Aqueous ozone exposure inhibits sporulation in the Cyclospora cayetanensis surrogate Eimeria acervulina

Authors: BAUMANN, AARON - University Of Tennessee; MYERS, ADDISON - University Of Tennessee; KHAJEH-KAZEROONI, NILOOFAR - University Of Tennessee; Rosenthal, Benjamin; Jenkins, Mark; Obrien, Celia; FULLER, LORRAINE - University Of Georgia; ZHONG, QIXING - University Of Tennessee; MORGAN, MARK - University Of Tennessee; LENAGHAN, SCOTT - University Of Tennessee

Submitted to: Journal of Food Protection
Publication Type: Peer Reviewed Journal
Publication Acceptance Date: 3/5/2024
Publication Date: 3/8/2024
Citation: Baumann, A.A., Myers, A.K., Khajeh-Kazerooni, N., Rosenthal, B.M., Jenkins, M.C., Obrien, C.N., Fuller, L., Zhong, Q., Morgan, M., Lenaghan, S.C. 2024. Aqueous ozone exposure inhibits sporulation in the Cyclospora cayetanensis surrogate Eimeria acervulina. Journal of Food Protection. 87(5): Article e10026. https://doi.org/10.1016/j.jfp.2024.100260.
DOI: https://doi.org/10.1016/j.jfp.2024.100260

Interpretive Summary: Produce safety is compromised by contamination with Cyclospora cayetanensis, a cause of enteric disease. Enhancing produce safety by preventing or delaying parasite maturation to its infectious state would benefit consumers and produce growers. Because it is difficult to source (and impossible to grow in the lab) these parasites, few interventions have so far been attempted. Therefore, a USDA research team partnered with academic colleagues to study the responses of related parasites (Eimeria of chickens) to one such intervention: ozonated water. They discovered that the parasites respond in a dose-dependent way to ozonated water, which proved capable of reducing parasite maturation by over 90%, especially when the ozone was stabilized by addition of citric acid. These data herald a promising new approach to managing a harmful produce pathogen and will interest produce growers and packers, grocers, food safety professionals, and parasitologists.
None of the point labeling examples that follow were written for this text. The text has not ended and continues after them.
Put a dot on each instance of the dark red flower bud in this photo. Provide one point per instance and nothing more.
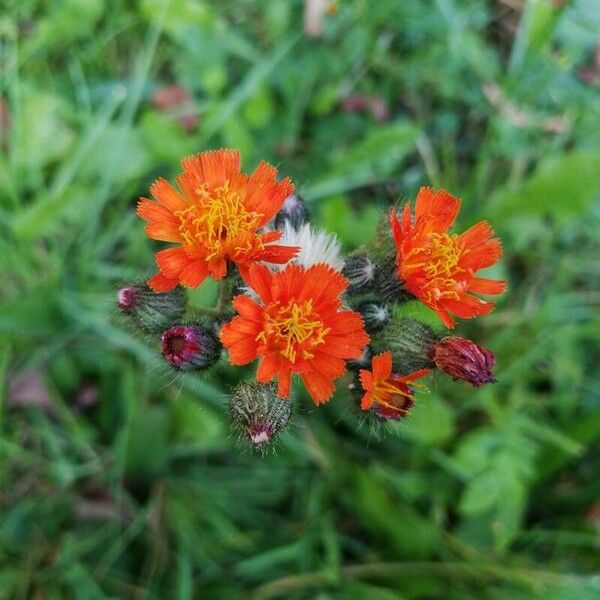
(189, 347)
(464, 359)
(127, 298)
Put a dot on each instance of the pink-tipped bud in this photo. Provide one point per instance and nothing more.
(359, 270)
(260, 433)
(258, 414)
(464, 359)
(189, 347)
(127, 298)
(150, 311)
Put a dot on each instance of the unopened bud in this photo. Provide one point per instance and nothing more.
(375, 315)
(359, 270)
(190, 347)
(387, 286)
(258, 414)
(410, 342)
(293, 211)
(464, 359)
(150, 311)
(363, 362)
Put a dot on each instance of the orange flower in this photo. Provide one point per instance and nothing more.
(391, 393)
(215, 217)
(297, 326)
(439, 268)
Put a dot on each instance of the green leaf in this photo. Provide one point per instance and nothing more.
(481, 494)
(372, 160)
(562, 186)
(431, 422)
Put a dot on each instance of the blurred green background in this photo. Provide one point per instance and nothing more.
(118, 480)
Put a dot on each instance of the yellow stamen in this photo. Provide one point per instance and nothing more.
(294, 328)
(220, 222)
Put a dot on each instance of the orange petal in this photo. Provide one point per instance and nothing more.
(171, 261)
(279, 254)
(194, 274)
(482, 256)
(479, 233)
(213, 167)
(218, 268)
(284, 381)
(436, 209)
(165, 231)
(319, 387)
(159, 283)
(382, 366)
(367, 401)
(468, 307)
(366, 379)
(444, 315)
(397, 233)
(152, 211)
(268, 367)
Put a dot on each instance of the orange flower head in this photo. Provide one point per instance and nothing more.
(438, 267)
(216, 216)
(391, 394)
(297, 325)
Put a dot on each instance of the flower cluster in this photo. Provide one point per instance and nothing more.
(290, 301)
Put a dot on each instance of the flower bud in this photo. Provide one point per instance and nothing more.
(258, 414)
(190, 347)
(387, 285)
(410, 342)
(293, 211)
(464, 359)
(359, 269)
(150, 311)
(362, 362)
(375, 315)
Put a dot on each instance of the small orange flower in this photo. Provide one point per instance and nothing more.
(298, 326)
(391, 393)
(216, 217)
(439, 268)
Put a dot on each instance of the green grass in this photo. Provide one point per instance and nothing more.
(118, 481)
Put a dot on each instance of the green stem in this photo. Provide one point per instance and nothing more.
(536, 578)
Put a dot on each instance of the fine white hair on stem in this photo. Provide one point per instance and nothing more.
(316, 246)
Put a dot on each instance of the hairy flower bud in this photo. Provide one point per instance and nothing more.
(464, 359)
(375, 315)
(387, 285)
(258, 414)
(410, 342)
(293, 211)
(150, 311)
(359, 269)
(190, 347)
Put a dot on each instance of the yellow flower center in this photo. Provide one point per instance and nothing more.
(219, 221)
(443, 256)
(294, 329)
Technical Abstract: Ozone is a potent disinfecting agent used to treat potable water and wastewater, effectively clearing protozoa such as Giardia and Cryptosporidium spp. It is unclear whether ozone treatment of water or fresh produce can reduce the spread of the emerging parasite Cyclospora cayetanensis, which causes cyclosporiasis in humans. Obtaining viable C. cayetanensis oocysts to evaluate inactivation methods is challenging because we lack the means to propagate them in vitro, because of delays in case reporting, and because health departments typically add inactivating fixatives to clinical specimens. Research in various surrogate organisms has sought to bolster understanding of the biology of C. cayetanensis. Among these surrogates is the poultry parasite Eimeria acervulina, a closely related and easily cultured parasite of economic significance. We used this surrogate to evaluate the consequences of ozone treatment, using the sporulation state as an indicator of infectious potential. Treating with ozonated water acidified with citric acid reduced sporulation ability in a dose-dependent manner; treatment with up to 4.93 mg/L initial concentration of ozone resulted in a 93% inactivation of sporulation by 7 days posttreatment. This developmental arrest was accompanied by transcriptional changes in genes involved in regulating the response to reactive oxygen species (ROS) in a time course that is consistent with the production of oxygen free radicals. This study shows that ozone is highly effective in preventing sporulation of E. acervulina, a model coccidian used as a surrogate for Cyclospora. Furthermore, ozone exposure induced molecular responses to general oxidative stress, documented with several well-characterized antioxidant enzymes.